On the road again
A 31-member Anglican youth choir from Tanzania travelled four days by ferryboat and bus to get to
the assembly. They performed in an African cultural evening programme along with singers, dancers
and actors from Zimbabwe and several other African countries. "We'd been preparing for this trip for
four months," said their pastor Jackton Lugumira. "This was our first performance for an
international audience." The morning after the programme they climbed on the bus to begin their
long trip home.
"Decade to Overcome Violence"
Motions and amendments to documents from the floor received a largely cool reception, as the
assembly hurried to complete its agenda on the final day. One exception was a motion by a delegate
from the Mennonite Church in Germany that the WCC proclaim the years from 2000 to 2010 as a
"Decade to Overcome Violence". Fernando Enns persuaded the assembly to vote to approve his
decade proposal on the spot rather than referring the idea for further
study and development.
Perfect attendance record
A true veteran of ecumenism, 78-year-old J. Robert Nelson has attended all eight assemblies of the
World Council of Churches, three of them as an official delegate. The United Methodist minister
from Houston, Texas (USA), says he attended the first assembly in 1948 in Amsterdam out of
curiosity. After that, he was hooked.
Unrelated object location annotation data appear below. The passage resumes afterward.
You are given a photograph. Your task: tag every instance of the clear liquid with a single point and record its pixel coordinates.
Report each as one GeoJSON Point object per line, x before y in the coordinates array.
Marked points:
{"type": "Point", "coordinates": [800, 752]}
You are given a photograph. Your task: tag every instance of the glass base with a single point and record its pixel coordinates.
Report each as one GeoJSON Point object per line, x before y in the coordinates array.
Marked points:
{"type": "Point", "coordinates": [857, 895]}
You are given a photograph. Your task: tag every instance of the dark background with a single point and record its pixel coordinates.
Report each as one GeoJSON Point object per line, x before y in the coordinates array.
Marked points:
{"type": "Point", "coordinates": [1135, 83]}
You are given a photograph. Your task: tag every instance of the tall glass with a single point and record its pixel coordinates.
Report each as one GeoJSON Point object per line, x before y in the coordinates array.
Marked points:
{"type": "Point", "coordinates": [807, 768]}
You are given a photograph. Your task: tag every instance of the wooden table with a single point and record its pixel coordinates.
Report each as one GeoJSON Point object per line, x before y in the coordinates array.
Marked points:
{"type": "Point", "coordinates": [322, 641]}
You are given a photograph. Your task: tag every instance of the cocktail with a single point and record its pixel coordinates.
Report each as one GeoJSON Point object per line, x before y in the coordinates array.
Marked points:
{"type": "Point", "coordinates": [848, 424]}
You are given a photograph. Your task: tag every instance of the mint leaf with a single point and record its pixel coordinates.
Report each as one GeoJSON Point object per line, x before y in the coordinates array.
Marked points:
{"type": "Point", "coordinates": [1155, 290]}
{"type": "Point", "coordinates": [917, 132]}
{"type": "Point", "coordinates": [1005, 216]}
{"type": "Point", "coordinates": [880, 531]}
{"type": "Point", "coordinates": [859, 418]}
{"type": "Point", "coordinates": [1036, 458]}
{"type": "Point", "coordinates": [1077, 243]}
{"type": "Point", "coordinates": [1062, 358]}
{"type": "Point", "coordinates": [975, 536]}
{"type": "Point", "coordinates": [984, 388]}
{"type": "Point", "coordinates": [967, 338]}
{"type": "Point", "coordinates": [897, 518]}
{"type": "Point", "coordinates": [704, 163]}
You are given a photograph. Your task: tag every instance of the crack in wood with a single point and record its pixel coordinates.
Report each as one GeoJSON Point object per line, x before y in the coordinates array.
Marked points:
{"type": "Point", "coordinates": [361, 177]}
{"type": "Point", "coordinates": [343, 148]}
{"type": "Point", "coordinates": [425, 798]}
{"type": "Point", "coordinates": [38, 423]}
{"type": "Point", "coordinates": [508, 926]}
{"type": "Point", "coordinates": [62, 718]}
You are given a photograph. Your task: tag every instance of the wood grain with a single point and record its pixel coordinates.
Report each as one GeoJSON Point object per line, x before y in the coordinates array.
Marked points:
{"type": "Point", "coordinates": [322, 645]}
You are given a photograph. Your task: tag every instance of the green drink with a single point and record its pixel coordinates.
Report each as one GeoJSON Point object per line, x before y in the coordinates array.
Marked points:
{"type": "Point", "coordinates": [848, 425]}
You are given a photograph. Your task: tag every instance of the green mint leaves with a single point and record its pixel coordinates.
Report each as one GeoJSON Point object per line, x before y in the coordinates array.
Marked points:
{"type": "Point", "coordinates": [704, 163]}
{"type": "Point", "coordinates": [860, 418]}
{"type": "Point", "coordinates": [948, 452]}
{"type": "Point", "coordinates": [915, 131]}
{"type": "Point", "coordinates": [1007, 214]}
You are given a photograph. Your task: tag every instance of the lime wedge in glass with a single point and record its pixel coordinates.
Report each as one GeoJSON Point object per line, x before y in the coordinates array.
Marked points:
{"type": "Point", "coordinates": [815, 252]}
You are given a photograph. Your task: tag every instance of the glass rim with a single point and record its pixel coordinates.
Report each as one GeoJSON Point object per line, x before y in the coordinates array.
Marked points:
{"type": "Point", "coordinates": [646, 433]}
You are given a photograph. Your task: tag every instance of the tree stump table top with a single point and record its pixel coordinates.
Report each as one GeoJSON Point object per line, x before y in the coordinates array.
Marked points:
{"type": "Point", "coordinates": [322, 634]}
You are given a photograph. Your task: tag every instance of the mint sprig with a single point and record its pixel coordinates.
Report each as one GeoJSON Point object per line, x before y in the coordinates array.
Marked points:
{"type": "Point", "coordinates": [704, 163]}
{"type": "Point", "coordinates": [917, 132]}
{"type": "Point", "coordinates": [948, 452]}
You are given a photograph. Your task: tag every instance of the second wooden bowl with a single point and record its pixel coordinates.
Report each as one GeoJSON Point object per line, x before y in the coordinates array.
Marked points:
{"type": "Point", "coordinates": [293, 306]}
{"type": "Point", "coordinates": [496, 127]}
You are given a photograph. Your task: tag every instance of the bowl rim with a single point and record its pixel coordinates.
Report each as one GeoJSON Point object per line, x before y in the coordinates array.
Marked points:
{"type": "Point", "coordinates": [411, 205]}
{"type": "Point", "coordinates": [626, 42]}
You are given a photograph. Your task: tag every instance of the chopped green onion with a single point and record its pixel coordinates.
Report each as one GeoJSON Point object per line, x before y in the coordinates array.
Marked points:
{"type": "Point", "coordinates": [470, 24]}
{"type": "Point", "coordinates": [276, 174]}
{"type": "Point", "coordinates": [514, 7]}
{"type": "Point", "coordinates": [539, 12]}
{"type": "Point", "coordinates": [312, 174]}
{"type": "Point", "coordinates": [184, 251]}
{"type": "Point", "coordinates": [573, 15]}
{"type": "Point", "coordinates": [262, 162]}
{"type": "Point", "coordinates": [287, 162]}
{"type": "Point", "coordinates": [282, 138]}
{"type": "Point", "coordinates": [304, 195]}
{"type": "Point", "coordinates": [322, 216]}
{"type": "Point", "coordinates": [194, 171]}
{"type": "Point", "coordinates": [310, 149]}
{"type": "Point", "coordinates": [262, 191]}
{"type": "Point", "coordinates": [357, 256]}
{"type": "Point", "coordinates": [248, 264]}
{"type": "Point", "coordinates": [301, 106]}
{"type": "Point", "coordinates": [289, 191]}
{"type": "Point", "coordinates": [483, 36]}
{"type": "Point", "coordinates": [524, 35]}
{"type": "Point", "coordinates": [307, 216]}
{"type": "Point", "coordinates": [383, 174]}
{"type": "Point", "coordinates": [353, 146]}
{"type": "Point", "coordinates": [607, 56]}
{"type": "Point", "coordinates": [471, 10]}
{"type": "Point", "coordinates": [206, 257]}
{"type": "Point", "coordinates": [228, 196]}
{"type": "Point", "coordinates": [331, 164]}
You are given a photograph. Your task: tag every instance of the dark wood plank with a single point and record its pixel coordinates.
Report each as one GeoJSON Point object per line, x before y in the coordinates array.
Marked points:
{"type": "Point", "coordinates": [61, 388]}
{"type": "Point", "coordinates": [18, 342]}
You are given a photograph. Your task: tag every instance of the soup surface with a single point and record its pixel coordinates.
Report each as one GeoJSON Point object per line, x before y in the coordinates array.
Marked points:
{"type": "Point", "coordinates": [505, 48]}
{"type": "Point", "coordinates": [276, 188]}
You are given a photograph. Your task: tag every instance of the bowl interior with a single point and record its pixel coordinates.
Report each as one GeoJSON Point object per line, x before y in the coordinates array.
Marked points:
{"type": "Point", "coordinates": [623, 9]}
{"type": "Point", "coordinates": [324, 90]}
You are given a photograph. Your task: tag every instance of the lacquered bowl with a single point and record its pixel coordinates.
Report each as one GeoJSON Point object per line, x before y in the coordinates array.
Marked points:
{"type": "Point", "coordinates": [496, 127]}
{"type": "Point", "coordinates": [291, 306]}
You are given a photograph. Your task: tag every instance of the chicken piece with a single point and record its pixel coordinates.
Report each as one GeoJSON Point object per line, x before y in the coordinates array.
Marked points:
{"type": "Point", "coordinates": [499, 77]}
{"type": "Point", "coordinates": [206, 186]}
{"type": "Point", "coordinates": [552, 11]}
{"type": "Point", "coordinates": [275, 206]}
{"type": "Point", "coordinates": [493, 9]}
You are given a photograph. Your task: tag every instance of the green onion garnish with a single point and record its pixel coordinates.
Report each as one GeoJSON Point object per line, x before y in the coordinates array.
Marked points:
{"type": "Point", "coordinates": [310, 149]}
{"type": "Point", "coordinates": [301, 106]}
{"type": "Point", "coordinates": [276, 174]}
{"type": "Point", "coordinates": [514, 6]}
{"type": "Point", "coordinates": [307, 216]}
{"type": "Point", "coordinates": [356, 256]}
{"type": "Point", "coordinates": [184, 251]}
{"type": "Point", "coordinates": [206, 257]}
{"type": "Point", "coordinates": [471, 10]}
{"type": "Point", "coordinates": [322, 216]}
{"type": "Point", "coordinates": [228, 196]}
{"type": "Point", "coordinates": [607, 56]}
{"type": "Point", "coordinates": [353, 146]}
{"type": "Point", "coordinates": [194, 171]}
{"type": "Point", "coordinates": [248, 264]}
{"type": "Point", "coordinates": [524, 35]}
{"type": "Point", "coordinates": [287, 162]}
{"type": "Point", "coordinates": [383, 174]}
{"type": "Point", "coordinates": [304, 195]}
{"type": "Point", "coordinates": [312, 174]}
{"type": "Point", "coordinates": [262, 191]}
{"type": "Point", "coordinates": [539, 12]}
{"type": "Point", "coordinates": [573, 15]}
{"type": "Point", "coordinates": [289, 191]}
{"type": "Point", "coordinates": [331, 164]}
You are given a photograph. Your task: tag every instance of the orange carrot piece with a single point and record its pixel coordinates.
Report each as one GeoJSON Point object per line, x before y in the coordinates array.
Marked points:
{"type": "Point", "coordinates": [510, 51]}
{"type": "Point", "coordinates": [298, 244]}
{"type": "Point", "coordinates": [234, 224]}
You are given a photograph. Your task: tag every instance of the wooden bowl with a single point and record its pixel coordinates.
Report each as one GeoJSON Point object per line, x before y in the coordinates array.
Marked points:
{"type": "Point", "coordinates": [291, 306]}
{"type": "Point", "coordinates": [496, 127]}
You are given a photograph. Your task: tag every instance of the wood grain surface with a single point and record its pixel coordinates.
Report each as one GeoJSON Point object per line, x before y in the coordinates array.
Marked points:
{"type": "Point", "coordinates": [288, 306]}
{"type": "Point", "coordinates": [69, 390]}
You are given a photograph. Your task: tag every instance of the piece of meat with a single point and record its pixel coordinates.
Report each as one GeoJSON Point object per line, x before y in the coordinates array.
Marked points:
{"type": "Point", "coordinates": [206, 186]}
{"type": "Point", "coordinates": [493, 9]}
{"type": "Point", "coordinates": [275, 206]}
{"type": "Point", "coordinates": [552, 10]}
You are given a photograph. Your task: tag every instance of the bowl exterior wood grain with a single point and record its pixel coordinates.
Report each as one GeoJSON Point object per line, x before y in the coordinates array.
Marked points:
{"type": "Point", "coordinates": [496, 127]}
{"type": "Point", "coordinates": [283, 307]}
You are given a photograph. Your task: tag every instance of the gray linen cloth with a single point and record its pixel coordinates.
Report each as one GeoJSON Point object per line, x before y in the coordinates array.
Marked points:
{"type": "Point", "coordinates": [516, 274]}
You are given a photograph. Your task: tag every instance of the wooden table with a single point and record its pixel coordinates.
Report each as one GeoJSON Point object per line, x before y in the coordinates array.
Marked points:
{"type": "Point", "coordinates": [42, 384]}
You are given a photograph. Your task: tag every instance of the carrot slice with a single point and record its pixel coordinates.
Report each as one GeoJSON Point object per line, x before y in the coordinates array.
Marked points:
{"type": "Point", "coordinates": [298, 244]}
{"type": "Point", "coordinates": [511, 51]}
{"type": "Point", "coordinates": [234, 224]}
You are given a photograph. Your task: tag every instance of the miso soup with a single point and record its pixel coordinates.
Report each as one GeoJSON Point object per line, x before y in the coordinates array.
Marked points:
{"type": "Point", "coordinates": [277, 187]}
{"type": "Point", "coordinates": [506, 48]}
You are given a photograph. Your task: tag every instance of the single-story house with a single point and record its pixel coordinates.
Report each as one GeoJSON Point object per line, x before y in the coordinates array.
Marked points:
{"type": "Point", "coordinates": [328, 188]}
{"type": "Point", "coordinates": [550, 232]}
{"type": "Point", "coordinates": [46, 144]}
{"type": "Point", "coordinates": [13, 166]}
According to Nelson, his favourite assembly was New Delhi in
1961, when a number of Eastern European Orthodox churches joined the Council and Roman
Catholics attended as observers for the first time.
Ecumenical wedding
Kim Hye-Ran of the Presbyterian Church in the Republic of Korea and David Cragg of the United
Church of Canada issued an open invitation to assembly delegates and visitors to attend their
wedding in the University of Zimbabwe Chapel. The two are students who met on theological
exchanges between their schools. In celebration of their ecumenical and international union, they
chose to be married in Harare while Hye-Ran served as a youth delegate to the assembly.
See you in Seoul?
The Korean Methodist Church has invited the World Council of Churches to hold its next assembly
-- probably in the year 2005 -- in Seoul. The Methodists expect Korea, which has been divided since
the end of the second world war, to be reunited by 2005. If not, they said, "all world churches should
come to Korea and pray to God to solve the problem of Korea's division". The WCC central
committee is unlikely to make a decision about the next assembly's location before 2001.